Have you been thinking about the recent spate of convulsions over sexual bad behavior? The Harvey Weinsteins et al? I have. Here's a thought on that topic.
What do they all have in common? The perpetrators are men "at the top of their game". Without attempting to excuse or rationalize such behavior, we could posit that there is a biological, perhaps hormonal, psychological or neurological component. A man (maybe a woman, too; I don't know) who is successful and feeling that rush of achievement becomes like a teenager who has delusions of immortality and omnipotence. My teenage kids (and no doubt I, too, at that age) exhibit irrational overconfidence. With that rush may come an exaggerated sense of appeal to the opposite sex.

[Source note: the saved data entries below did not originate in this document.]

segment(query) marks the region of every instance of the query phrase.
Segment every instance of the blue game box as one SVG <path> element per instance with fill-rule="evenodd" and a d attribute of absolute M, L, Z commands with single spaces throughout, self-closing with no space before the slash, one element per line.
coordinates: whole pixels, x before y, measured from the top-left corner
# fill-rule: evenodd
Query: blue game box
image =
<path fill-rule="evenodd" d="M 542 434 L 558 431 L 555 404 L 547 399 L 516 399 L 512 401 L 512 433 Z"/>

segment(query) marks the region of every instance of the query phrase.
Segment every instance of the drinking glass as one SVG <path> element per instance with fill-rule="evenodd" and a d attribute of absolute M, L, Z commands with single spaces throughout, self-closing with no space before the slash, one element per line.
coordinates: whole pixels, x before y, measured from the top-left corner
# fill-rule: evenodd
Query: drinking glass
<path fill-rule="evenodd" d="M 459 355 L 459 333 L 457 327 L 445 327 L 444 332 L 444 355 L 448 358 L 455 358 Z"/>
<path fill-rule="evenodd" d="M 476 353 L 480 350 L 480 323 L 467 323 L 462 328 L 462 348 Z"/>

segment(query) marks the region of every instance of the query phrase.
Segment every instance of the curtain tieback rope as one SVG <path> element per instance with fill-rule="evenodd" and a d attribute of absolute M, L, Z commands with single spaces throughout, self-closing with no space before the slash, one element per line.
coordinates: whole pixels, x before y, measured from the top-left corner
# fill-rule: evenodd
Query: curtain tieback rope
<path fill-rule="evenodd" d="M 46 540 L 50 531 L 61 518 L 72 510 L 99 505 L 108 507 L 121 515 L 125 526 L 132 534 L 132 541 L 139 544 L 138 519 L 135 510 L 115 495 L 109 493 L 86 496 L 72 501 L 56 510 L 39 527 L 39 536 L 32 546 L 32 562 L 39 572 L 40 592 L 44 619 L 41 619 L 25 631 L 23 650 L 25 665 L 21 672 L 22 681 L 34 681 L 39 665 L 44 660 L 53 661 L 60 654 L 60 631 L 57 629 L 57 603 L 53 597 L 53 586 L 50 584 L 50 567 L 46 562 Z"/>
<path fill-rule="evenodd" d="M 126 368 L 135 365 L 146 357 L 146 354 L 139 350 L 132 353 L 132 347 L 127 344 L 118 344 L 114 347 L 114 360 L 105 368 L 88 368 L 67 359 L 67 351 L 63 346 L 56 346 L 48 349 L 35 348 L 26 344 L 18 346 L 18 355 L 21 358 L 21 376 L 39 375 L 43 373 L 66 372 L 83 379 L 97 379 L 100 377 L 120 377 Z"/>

Could this be what told those bad men that their bad behavior would be ok? If we can understand the biology of the teenage brain, can we also understand the biology of the workplace sexual abuser?
I am not the first to ask this question. Our local paper published "Power is not only an aphrodisiac, it does weird things to some of us" (http://www.sfgate.com/opinion/article/Power-is-not-only-an-aphrodisiac-it-does-weird-2546085.php) ten years ago. Crazed schmuck Henry Kissinger famously said that power is "the ultimate aphrodisiac." My own parents (RIP) observed that limousines are for sex. Not that they got to have it that way.
Maybe the sensation of power and that "top of the game" feeling turns us back into teenagers. In his witless way, the ultra-schmuck Trump with his "grab 'em by the pussy" comment expressed this. Even so, exploitive, misogynistic and abusive behavior is under no circumstances acceptable. My unremarkable theory -- shall we call it "Dan's postulate of the alpha male?" -- may help us understand what drives it, recognize it when it could occur, and prevent it. Let's have no more #MeToos!